简体   繁体   English

人气算法

[英]Popularity Algorithm

I'd like to populate the homepage of my user-submitted-illustrations site with the "hottest" illustrations uploaded. 我想在上传“最热门”插图的用户提交插图网站的主页上填写。

Here are the measures I have available: 以下是我可以采取的措施:

  • How many people have favourited that illustration 有多少人喜欢这个插图
    • votes table includes date voted votes表包括投票日期
  • When the illustration was uploaded 上传插图时
    • illustration table has date created illustration表已创建日期
  • Number of comments (not so good as max comments total about 10 at the moment) 评论数量(不如最高评论总数大约10)
    • comments table has comment date comments表有评论日期

I have searched around, but don't want user authority to play a part, but most algorithms include that. 我已经四处寻找,但不希望用户权限发挥作用,但大多数算法都包括这一点。

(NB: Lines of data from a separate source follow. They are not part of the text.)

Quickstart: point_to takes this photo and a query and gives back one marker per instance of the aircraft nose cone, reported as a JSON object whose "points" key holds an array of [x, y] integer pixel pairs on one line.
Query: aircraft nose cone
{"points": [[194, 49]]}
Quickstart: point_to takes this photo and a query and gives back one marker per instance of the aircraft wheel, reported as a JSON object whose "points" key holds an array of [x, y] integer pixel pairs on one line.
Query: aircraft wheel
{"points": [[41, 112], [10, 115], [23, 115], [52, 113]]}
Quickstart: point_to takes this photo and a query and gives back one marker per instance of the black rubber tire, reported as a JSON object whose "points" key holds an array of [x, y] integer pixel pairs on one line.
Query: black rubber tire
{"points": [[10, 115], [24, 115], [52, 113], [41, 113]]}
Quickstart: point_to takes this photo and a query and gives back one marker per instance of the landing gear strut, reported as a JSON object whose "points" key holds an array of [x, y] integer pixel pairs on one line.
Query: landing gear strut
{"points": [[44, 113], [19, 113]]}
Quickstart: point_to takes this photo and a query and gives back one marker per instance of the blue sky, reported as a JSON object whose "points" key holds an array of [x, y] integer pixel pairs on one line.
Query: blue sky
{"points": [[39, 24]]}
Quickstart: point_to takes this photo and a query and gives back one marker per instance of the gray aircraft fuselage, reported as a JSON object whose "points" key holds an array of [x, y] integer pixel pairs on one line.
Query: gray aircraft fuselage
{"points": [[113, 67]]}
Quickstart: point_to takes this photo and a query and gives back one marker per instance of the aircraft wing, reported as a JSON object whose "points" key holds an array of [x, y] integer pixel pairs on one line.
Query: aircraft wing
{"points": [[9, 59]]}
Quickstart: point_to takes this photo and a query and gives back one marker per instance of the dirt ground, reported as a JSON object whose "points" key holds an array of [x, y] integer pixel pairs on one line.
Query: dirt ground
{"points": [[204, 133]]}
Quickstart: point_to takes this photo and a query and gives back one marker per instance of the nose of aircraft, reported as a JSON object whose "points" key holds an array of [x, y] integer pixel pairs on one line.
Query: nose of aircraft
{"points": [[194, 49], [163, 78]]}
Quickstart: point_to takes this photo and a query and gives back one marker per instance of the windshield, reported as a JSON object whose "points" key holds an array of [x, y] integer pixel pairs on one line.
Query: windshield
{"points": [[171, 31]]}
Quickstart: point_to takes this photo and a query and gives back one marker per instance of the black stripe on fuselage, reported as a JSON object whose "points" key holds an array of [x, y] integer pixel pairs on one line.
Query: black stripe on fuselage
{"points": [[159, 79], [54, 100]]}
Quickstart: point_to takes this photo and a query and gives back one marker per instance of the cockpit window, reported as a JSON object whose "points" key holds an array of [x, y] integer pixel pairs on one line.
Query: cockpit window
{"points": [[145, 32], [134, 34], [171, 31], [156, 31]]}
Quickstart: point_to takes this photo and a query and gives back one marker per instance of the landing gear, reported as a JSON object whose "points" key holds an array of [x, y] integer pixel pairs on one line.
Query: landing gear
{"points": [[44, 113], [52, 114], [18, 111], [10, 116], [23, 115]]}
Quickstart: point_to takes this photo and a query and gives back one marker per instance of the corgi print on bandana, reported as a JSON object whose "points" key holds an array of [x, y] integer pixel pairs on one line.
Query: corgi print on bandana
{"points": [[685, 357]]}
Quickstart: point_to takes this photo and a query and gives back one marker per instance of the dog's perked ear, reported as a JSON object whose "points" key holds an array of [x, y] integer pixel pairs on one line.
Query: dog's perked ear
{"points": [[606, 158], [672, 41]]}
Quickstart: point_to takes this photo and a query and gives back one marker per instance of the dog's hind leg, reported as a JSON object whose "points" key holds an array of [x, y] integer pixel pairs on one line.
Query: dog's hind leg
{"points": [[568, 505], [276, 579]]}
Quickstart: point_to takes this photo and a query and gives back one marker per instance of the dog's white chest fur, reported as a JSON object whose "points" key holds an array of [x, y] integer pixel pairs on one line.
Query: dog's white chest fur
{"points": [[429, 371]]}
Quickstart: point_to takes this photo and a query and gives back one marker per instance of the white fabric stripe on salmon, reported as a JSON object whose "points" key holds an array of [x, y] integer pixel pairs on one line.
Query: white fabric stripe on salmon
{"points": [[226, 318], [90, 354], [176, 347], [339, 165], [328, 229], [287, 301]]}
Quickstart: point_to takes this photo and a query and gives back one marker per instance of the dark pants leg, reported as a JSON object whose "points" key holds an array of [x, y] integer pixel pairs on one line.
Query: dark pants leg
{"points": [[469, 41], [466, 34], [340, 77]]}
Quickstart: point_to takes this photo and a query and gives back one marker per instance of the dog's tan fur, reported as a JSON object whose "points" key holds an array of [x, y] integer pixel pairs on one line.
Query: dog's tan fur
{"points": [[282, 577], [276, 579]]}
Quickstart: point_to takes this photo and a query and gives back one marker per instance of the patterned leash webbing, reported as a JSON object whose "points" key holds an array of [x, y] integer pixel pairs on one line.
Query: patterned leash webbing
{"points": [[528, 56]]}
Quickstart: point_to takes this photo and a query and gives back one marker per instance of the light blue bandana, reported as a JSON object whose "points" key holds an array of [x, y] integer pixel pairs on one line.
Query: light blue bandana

I also need to find out if it's better to do the calculation in the MySQL that fetches the data or if there should be a PHP/cron method every hour or so. 我还需要了解在MySQL中进行计算以获取数据是否更好,或者每小时应该有一个PHP / cron方法。

I only need 20 illustrations to populate the home page. 我只需要20个插图来填充主页。 I don't need any sort of paging for this data. 我不需要对这些数据进行任何分页。

How do I weight age against votes? 我如何衡量年龄反对选票? Surely a site with less submission needs less weight on date added? 当然,提交较少的网站需要减少日期权重吗?

Many sites that use some type of popularity ranking do so by using a standard algorithm to determine a score and then decaying eternally over time. 许多使用某种类型的流行度排名的网站通过使用标准算法来确定分数然后随着时间的推移而永久衰减。 What I've found works better for sites with less traffic is a multiplier that gives a bonus to new content/activity - it's essentially the same, but the score stops changing after a period of time of your choosing. 我发现对于流量较少的网站来说效果更好的是乘数,可以为新内容/活动提供奖励 - 它基本上是相同的,但是在您选择的一段时间后,分数会停止变化。

For instance, here's a pseudo-example of something you might want to try. 例如,这是您可能想要尝试的一个伪示例。 Of course, you'll want to adjust how much weight you're attributing to each category based on your own experience with your site. 当然,您需要根据自己对网站的体验来调整每个类别的权重。 Comments are rare, but take more effort from the user than a favorite/vote, so they probably should receive more weight. 评论很少见,但是用户需要付出更多努力而不是喜欢/投票,因此他们可能会获得更多的重量。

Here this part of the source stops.